Predictive algorithms have become widespread decision-support tools across domains including marketing, healthcare, and finance. As their adoption has grown, so too has research examining how non-expert users interact with and choose to use these systems — variously described as artificial intelligence, models, or decision aids. Despite a rich and expanding literature, findings can feel fragmented and at times contradictory, with studies documenting both resistance to and enthusiasm for algorithmic tools depending on context. This paper proposes a cohesive framework for understanding the conditions under which laypeople adopt predictive algorithms. The framework is grounded in the premise that predictive algorithms are fundamentally performance tools, adopted primarily to improve decision outcomes, reduce effort, or both. Accordingly, users' expectations about algorithmic performance are identified as the central driver of adoption decisions. A key insight of the framework concerns how laypeople define and evaluate performance — which differs meaningfully from expert standards.
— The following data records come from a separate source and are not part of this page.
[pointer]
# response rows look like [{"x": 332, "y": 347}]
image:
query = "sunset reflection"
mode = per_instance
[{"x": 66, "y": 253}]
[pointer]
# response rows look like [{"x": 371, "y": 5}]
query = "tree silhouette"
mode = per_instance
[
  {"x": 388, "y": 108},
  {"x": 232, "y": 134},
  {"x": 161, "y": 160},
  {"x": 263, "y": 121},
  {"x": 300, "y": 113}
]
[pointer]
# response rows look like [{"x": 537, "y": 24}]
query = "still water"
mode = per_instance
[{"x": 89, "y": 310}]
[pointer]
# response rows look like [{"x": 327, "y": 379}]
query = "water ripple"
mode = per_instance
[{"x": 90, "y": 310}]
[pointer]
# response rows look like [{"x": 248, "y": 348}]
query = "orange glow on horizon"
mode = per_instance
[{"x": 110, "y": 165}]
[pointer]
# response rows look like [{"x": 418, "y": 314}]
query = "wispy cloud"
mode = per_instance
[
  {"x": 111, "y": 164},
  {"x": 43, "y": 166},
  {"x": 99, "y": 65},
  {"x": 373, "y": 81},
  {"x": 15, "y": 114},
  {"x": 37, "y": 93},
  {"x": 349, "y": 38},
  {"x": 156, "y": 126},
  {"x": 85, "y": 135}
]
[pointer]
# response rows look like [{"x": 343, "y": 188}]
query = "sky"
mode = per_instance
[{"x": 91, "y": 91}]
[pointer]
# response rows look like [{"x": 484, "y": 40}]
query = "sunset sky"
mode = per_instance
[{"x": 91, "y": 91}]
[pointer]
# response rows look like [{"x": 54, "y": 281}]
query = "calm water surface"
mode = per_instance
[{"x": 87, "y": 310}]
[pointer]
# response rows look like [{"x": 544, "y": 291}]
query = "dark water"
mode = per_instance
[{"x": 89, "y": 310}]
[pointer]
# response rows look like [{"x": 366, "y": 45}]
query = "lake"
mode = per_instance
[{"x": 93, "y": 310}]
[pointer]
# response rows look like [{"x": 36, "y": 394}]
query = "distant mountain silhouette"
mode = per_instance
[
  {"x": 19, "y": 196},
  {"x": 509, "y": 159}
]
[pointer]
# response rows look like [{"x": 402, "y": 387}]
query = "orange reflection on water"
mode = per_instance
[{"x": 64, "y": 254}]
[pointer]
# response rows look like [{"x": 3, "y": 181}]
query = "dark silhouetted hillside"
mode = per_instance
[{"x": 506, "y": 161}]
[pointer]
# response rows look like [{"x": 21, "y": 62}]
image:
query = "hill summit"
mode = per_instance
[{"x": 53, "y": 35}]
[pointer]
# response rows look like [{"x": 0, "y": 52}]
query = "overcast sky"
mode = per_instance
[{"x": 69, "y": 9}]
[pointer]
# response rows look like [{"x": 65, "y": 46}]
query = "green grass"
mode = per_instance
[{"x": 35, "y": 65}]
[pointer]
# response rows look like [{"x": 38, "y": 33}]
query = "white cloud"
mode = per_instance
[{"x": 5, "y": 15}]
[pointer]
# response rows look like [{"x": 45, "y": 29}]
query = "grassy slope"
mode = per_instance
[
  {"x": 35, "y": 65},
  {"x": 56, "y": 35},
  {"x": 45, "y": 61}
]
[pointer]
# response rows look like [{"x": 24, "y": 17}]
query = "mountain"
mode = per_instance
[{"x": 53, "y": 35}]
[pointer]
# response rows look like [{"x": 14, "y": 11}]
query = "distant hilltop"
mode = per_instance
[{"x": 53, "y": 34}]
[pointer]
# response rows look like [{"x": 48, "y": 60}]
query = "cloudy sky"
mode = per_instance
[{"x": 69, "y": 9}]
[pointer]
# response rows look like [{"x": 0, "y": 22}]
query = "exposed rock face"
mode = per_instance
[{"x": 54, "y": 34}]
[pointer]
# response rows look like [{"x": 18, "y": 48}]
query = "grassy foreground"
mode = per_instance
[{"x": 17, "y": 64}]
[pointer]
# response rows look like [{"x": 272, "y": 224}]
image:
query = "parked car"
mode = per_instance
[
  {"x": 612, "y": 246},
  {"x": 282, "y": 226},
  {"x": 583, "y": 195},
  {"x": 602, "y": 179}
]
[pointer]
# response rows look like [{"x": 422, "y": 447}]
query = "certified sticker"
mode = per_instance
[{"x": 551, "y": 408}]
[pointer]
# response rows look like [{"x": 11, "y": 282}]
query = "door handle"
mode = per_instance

Research suggests that non-expert users exhibit diminishing sensitivity to prediction error: they perceive the difference between a perfect prediction and a near-miss as far more significant than an equivalent difference at higher error levels. As a result, laypeople tend to evaluate algorithms by how often they produce near-perfect predictions, whereas experts typically rely on aggregate error metrics that capture average performance across cases. By synthesizing diverse findings around this performance-centered logic, the framework offers a practical foundation for researchers and practitioners seeking to understand, predict, and design for algorithm adoption among general audiences — while acknowledging that no single framework can fully account for the breadth of factors involved.